The court reviewed Honda’s objections to the expert’s testimony and disagreed with its arguments that said the testimony was unreliable because he failed to review specifications of the vehicle’s design, and that he was not qualified because he had never worked for a vehicle manufacturer or parts supplier. But the expert had multiple fire investigator certificates and many years of experience in the field when he testified. The court found that his theory of a misaligned connection in the wiring was not unreliable and that the testimony of another Briarwood expert demonstrated that a high-resistance connection could continue increasing amperage up the battery’s limit, a hundred times greater than minimum necessary to start a glowing connection. As to Honda’s contention that the expert didn’t review the vehicle’s design specifications and could not opine on the existence of a manufacturing defect. The court rejected that argument as well, holding that the jury could ‘reasonably conclude that a high-resistance connection in the bus of the fuse box was an unreasonably dangerous deviation from the vehicle’s specifications, and that the connection’s high resistance causes its parasitic draw to increase to at least 4-6 amperes necessary to start a glowing connection and ignite the surrounding material.”

However, just when it appeared that the court would pour out Honda entirely, it agreed with Honda that the trial court reversibly erred in admitting the expert’s previously undisclosed opinion testimony “identifying a specific improper connection between two wires as a manufacturing defect and the cause of the fire.” TRCP 193.5 requires a party to make an amended or supplemental response “reasonably promptly after the party discovers the need for it,” but in no case less than 30 days before trial. Failure to timely amend or supplement the deposition or written report of a retained expert precludes a party from introducing the undisclosed material in evidence, unless the party shows, and the trial court finds, “that there was good cause for the failure to timely amend or supplement the information, or that the failure will not unfairly surprise or unfairly prejudice the other parties.” Here, the court ruled, disclosure of the photograph was mandatory under the rule because “at trial, [the expert] purported to do what he previously claimed was impossible. Rather than maintaining that the fire had destroyed the evidence, he instead singled out a single photograph, opining that it depicted the specific defect caused the fire. Given [the expert’s] prior testimony, American Honda could not have anticipated this reversal of [the expert’s] position and the need to prepare a rebuttal of [the expert’s] characterization of the photograph at issue.” The court characterized this testimony as a “surprise attack,” not, as Briarwood argued, “an expansion of his already disclosed testimony which faulted the fuse box for the fire.

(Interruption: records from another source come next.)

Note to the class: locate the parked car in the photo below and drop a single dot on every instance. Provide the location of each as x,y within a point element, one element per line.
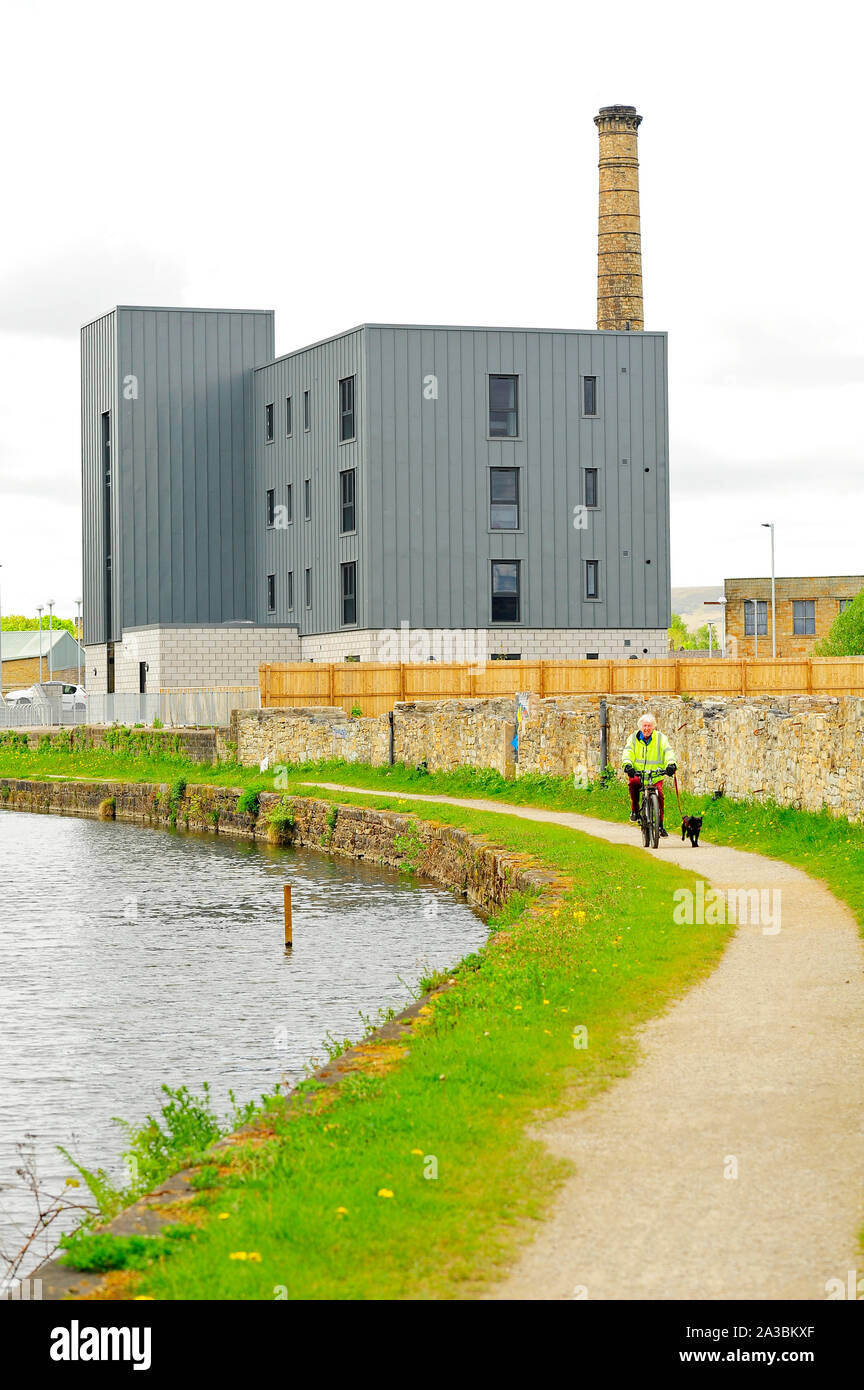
<point>70,697</point>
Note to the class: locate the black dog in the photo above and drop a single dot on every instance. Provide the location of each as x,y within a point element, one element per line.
<point>689,829</point>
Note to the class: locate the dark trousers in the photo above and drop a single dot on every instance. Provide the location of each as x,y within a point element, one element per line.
<point>635,787</point>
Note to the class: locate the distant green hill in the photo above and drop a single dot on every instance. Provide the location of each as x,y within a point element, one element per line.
<point>689,603</point>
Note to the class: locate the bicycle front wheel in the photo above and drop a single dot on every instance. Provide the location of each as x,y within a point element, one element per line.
<point>654,819</point>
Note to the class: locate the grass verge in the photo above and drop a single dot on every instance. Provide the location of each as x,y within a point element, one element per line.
<point>414,1176</point>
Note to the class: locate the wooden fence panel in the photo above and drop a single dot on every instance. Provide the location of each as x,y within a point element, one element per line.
<point>374,687</point>
<point>438,680</point>
<point>645,677</point>
<point>499,679</point>
<point>838,674</point>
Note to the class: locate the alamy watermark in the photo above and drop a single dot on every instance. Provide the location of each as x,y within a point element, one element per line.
<point>717,906</point>
<point>420,644</point>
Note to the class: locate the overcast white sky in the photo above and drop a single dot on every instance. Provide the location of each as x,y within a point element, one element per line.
<point>438,163</point>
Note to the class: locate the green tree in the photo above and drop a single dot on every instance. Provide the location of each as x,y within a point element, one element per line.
<point>846,634</point>
<point>681,635</point>
<point>17,623</point>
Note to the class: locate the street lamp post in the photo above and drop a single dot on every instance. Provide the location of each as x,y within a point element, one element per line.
<point>770,524</point>
<point>754,602</point>
<point>78,635</point>
<point>50,648</point>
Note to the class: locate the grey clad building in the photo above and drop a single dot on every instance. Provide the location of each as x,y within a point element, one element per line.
<point>491,491</point>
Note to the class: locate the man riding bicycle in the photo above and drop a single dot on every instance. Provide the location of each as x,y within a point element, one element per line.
<point>649,752</point>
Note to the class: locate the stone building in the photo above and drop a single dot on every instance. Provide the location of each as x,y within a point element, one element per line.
<point>804,609</point>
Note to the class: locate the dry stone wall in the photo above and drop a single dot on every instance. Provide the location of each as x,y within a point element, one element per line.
<point>447,855</point>
<point>800,751</point>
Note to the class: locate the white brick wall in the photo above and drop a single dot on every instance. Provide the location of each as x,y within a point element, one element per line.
<point>532,644</point>
<point>206,656</point>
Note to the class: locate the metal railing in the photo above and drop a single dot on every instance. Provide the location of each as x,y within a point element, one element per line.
<point>172,708</point>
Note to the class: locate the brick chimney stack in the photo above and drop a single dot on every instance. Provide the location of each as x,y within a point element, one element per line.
<point>618,236</point>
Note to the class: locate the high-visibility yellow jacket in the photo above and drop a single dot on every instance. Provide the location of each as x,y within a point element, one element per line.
<point>648,758</point>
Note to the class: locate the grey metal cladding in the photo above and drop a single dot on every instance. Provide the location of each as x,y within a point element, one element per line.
<point>428,484</point>
<point>178,387</point>
<point>320,456</point>
<point>97,396</point>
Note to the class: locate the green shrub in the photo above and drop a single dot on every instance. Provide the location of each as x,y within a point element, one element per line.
<point>249,804</point>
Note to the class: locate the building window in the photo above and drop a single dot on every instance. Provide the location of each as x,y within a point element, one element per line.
<point>761,617</point>
<point>347,520</point>
<point>503,407</point>
<point>504,591</point>
<point>591,488</point>
<point>349,592</point>
<point>346,409</point>
<point>803,617</point>
<point>503,499</point>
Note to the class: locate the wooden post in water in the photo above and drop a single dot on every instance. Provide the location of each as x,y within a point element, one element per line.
<point>288,919</point>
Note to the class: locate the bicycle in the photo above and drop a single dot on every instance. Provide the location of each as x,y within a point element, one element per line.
<point>649,811</point>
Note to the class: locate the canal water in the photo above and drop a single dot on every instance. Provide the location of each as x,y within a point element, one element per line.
<point>132,957</point>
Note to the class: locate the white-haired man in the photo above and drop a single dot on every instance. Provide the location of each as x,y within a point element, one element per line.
<point>649,752</point>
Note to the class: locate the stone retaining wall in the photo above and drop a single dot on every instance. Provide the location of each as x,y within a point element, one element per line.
<point>796,749</point>
<point>200,745</point>
<point>447,855</point>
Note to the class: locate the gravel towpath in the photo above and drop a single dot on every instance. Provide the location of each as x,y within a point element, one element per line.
<point>759,1070</point>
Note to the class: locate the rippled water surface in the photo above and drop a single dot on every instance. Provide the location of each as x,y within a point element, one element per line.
<point>132,957</point>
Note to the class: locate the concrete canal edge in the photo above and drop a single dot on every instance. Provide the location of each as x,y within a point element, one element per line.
<point>482,873</point>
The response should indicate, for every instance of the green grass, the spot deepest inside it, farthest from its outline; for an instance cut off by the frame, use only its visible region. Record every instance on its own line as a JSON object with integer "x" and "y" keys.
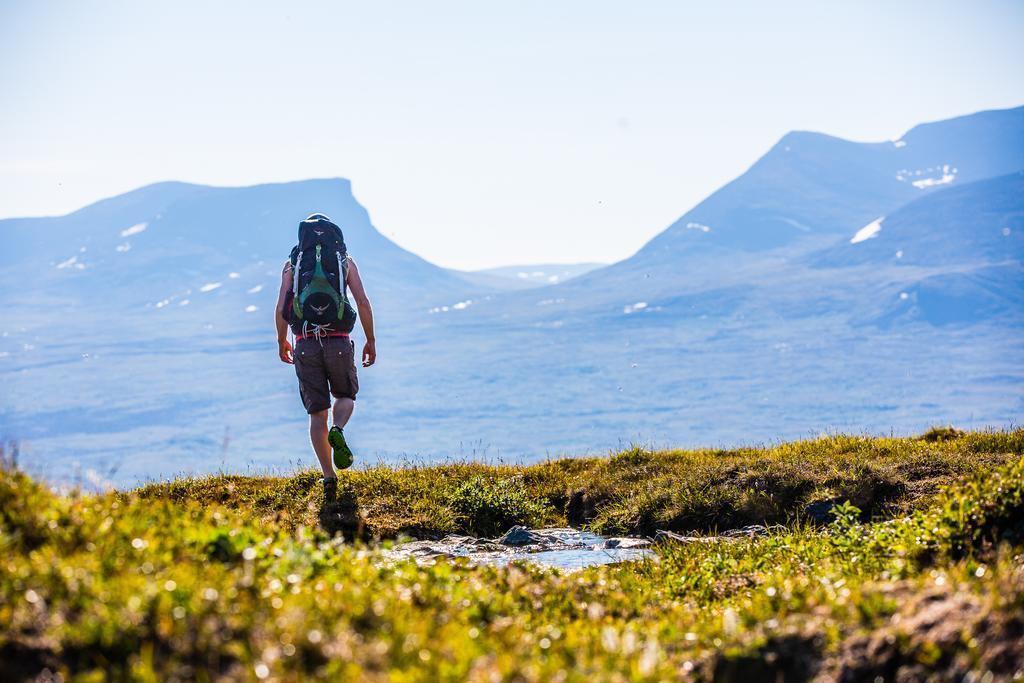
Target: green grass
{"x": 634, "y": 492}
{"x": 194, "y": 581}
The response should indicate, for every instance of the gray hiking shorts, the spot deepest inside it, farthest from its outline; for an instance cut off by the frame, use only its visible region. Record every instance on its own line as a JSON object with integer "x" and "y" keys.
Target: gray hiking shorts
{"x": 325, "y": 368}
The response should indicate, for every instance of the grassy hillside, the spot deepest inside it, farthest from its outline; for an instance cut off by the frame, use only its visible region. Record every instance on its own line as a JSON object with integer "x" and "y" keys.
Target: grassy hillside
{"x": 195, "y": 580}
{"x": 633, "y": 492}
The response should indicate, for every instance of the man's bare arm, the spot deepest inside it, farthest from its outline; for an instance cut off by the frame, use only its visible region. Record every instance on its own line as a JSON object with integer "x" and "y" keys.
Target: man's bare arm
{"x": 284, "y": 346}
{"x": 366, "y": 312}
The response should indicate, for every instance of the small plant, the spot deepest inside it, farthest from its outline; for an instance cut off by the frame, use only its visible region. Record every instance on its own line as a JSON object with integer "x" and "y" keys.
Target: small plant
{"x": 489, "y": 506}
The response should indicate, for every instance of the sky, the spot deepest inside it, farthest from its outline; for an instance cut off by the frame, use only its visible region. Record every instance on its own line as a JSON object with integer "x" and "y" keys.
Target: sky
{"x": 476, "y": 133}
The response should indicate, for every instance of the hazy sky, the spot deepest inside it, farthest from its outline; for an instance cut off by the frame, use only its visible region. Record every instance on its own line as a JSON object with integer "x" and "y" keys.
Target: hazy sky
{"x": 476, "y": 133}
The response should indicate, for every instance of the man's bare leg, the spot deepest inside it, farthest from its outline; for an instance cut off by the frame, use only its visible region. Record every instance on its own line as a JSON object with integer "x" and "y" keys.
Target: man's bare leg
{"x": 343, "y": 411}
{"x": 317, "y": 436}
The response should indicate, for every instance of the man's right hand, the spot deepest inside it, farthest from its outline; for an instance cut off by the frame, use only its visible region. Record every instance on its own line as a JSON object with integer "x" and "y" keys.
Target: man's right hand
{"x": 285, "y": 351}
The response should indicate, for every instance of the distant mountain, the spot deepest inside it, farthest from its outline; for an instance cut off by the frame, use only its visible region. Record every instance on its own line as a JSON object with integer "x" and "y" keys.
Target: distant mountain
{"x": 977, "y": 222}
{"x": 526, "y": 276}
{"x": 808, "y": 193}
{"x": 811, "y": 184}
{"x": 171, "y": 246}
{"x": 834, "y": 286}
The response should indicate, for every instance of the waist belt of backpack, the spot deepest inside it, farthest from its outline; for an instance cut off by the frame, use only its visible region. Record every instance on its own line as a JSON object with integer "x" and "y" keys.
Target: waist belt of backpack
{"x": 326, "y": 334}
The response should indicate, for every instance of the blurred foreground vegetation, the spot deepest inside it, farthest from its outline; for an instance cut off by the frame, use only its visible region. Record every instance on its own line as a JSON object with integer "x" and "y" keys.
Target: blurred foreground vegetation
{"x": 916, "y": 572}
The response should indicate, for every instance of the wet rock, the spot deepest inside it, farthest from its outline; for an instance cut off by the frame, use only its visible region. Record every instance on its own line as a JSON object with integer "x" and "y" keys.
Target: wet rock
{"x": 626, "y": 543}
{"x": 753, "y": 530}
{"x": 520, "y": 536}
{"x": 821, "y": 511}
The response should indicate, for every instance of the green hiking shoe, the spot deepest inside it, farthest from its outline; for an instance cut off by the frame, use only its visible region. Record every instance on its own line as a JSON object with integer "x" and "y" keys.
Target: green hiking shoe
{"x": 342, "y": 454}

Turning to Briarwood’s argument that its non-disclosure didn’t unfairly surprise or prejudice Honda, the court determined that it did just that. No other evidence offered at trial directed the jury to a specific cause for the fire. The court found that Briarwood’s failure to disclose this information prevented American Honda from preparing rebuttal testimony. Furthermore, by the time the company moved for a new trial, Honda produced another photograph from the record that contradicted the expert’s claim of a specific wiring defect. Put another way, “the case turned on [the expert’s] previously undisclosed opinion that a particular photograph depicted the specific high-resistance connection that caused the fire.” The court thus determined that the erroneous admission probably caused the rendition of an improper verdict. The court reversed the judgment and remanded for new trial.

TCJL Legal Intern Haden Knobloch researched and prepared the first draft of this article.